One of the pieces I’m working on is an Airline Reverb Unit. The reverb effect is just not working and I have narrowed down the issue to the actual reverb tank’s input side transducer. The coil part is reading at about 1M and if I compare it to Caivano’s matching reverb tank from his Supro Tremo Verb the input side reads about 2.7 ohms and works like a charm with both his amp and this old reverb unit. My questions are; What was the original impedance supposed to read? (many of these values drift over time), What was the original gauge wire used to wind the transducer coil? Who made this Flintstone’s looking unit? Are there any parts at all available for it? Is there a modern reverb tank such as an Accutronics or perhaps a MOD tank from Amplified Parts that would be a suitable replacement?
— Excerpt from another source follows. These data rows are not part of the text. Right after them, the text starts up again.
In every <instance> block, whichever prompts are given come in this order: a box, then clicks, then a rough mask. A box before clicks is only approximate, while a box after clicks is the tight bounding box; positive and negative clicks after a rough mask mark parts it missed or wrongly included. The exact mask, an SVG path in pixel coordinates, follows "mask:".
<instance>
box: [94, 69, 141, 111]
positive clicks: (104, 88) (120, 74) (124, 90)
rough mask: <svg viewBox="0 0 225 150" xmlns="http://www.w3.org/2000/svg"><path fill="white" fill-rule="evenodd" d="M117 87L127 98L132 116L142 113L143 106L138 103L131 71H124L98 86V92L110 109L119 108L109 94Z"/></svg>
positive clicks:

Lot’s of questions..!!
My first call was to the “kings of all things transformer” Mercury Magnetics. Paul and Patrick both told me that the little bugger could probably be re-wound but before I got too deep I should contact “Mr. Valco”, Terry Dobbs. Who even knew that there was a guy so into these old more obscure brands and was actually dubbed with one of the brand names! Calling Terry was the best move of my day. He is a great source of information and a super nice guy to boot..!! I got most of my questions answered and because of him I have a few avenues to check out so I can get this old Airline “reverbing” again.
So if any of you guys have an old Valco or associated brand of amplifier that I mentioned earlier in this post visit Terry’s site valcoamp.com. There is a bunch of information there and even more from the man himself. He repairs and restores these old gems and check out his tagline: “The Place to be when you’ve got a Valco, or just gotta get one”! Thanks Terry..!!!